Initial jobless claims came out this morning and they were a big disappointment. There were 385,000 initial claims last week, 40,000 more than was expected and 28,000 more than the previous week. This throws a wrench in the argument that the labor market is improving.
More important numbers come out tomorrow, when the Labor Department announces March nonfarm payrolls and the widely quoted unemployment rate. In October 2009, the unemployment rate hit 10%, its highest level since the 1980s. Last month's figure was down to 7.7%. That's a significant improvement that might lead one to conclude that a lot more people are working.
That would be a wrong conclusion.
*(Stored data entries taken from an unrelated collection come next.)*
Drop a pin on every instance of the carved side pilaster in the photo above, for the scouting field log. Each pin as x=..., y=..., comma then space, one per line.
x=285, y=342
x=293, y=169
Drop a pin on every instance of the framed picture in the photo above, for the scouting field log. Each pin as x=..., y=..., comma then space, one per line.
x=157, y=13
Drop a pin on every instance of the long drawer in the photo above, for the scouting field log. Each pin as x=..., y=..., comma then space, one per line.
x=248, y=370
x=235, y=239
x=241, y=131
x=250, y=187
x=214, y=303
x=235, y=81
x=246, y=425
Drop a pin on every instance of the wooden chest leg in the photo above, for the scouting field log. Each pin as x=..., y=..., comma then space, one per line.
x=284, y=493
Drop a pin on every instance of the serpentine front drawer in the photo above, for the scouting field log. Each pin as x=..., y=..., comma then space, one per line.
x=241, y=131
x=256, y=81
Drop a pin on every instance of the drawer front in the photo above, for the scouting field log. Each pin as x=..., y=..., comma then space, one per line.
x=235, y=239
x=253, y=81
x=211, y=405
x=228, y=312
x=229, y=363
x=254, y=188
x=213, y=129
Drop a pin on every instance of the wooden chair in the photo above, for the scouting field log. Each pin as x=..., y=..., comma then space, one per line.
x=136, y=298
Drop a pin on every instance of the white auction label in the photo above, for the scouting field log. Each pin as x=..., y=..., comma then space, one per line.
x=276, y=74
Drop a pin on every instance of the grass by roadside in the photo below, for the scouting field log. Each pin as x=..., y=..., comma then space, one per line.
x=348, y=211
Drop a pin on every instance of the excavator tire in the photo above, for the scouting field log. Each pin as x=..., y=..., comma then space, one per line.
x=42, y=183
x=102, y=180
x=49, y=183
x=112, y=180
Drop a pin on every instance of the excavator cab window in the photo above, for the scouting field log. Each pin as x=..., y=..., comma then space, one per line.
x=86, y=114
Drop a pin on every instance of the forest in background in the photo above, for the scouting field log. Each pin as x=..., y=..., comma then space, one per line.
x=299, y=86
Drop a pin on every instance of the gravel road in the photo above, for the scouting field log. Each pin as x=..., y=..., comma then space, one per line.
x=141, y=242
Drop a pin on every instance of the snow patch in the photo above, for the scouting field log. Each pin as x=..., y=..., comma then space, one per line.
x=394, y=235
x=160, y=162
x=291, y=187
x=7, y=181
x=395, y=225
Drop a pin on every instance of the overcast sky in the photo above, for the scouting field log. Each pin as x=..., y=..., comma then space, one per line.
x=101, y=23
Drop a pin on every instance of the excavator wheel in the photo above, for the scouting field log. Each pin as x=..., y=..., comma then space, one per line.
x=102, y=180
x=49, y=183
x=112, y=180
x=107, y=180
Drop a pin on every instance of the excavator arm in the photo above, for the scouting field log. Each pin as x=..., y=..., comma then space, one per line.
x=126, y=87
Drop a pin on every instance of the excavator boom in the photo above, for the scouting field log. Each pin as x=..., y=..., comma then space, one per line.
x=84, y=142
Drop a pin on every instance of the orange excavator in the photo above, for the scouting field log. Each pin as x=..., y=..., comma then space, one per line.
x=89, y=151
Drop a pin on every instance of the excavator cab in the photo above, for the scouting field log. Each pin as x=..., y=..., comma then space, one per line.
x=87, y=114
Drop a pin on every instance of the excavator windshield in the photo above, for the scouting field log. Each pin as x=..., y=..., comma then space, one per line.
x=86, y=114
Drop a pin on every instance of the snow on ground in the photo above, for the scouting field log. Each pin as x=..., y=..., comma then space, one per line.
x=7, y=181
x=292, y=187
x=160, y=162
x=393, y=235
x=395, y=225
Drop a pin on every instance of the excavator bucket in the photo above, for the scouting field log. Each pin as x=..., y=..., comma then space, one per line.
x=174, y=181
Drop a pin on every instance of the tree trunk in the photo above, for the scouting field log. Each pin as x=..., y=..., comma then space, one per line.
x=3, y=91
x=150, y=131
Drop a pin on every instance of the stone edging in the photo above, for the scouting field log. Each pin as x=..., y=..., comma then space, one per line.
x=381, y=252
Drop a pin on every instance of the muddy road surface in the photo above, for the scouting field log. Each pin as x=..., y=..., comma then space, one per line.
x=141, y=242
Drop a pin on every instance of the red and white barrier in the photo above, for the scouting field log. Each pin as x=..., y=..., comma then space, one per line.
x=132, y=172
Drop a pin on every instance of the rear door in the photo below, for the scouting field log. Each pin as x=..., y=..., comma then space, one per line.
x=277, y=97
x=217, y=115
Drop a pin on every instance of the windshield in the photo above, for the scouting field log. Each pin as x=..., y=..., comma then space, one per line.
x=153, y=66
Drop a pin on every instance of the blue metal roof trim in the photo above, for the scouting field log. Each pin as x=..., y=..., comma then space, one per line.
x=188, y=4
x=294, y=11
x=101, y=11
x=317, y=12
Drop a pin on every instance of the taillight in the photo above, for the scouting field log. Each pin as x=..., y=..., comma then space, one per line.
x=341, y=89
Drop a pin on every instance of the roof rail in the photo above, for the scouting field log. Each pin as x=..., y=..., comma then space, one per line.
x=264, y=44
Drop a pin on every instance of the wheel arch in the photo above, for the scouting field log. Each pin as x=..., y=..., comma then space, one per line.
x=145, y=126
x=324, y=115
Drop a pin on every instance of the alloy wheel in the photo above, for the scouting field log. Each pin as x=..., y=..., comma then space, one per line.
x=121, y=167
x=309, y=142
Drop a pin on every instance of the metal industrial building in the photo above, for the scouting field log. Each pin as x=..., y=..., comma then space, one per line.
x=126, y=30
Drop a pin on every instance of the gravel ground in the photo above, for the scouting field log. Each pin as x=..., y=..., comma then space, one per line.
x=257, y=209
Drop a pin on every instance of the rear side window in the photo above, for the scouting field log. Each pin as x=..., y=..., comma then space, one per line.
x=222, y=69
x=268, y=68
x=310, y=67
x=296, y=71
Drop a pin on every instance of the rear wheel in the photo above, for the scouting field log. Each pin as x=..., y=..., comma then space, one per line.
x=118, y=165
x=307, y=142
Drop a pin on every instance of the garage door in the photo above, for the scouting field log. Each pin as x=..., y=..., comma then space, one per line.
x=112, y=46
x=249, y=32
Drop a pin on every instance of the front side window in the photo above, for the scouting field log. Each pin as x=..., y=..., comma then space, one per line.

Examine the data more carefully and you begin to realize that the improvement in the unemployment rate has little to do with job creation. It is more the result of a declining proportion of the population in the workforce.
The graph below shows why the U.S. employment market is still very sick. Since the Great Recession began in December 2007, the civilian non-institutional population (excluding children) has increased by 5%, but the labor force (i.e., those working or seeking work) has increased by just 1%. That's 5% more people, but only 1% more people willing to work. In other words, the participation rate (an indicator that Pollyannas prefer to ignore) has plummeted.
Click to enlarge image.
Each month when it is announced, the unemployment rate is considered big news. But don't get too excited about it. Only a small portion of the recent improvement is due to job creation. The bigger story is that proportionally fewer Americans are in the labor force.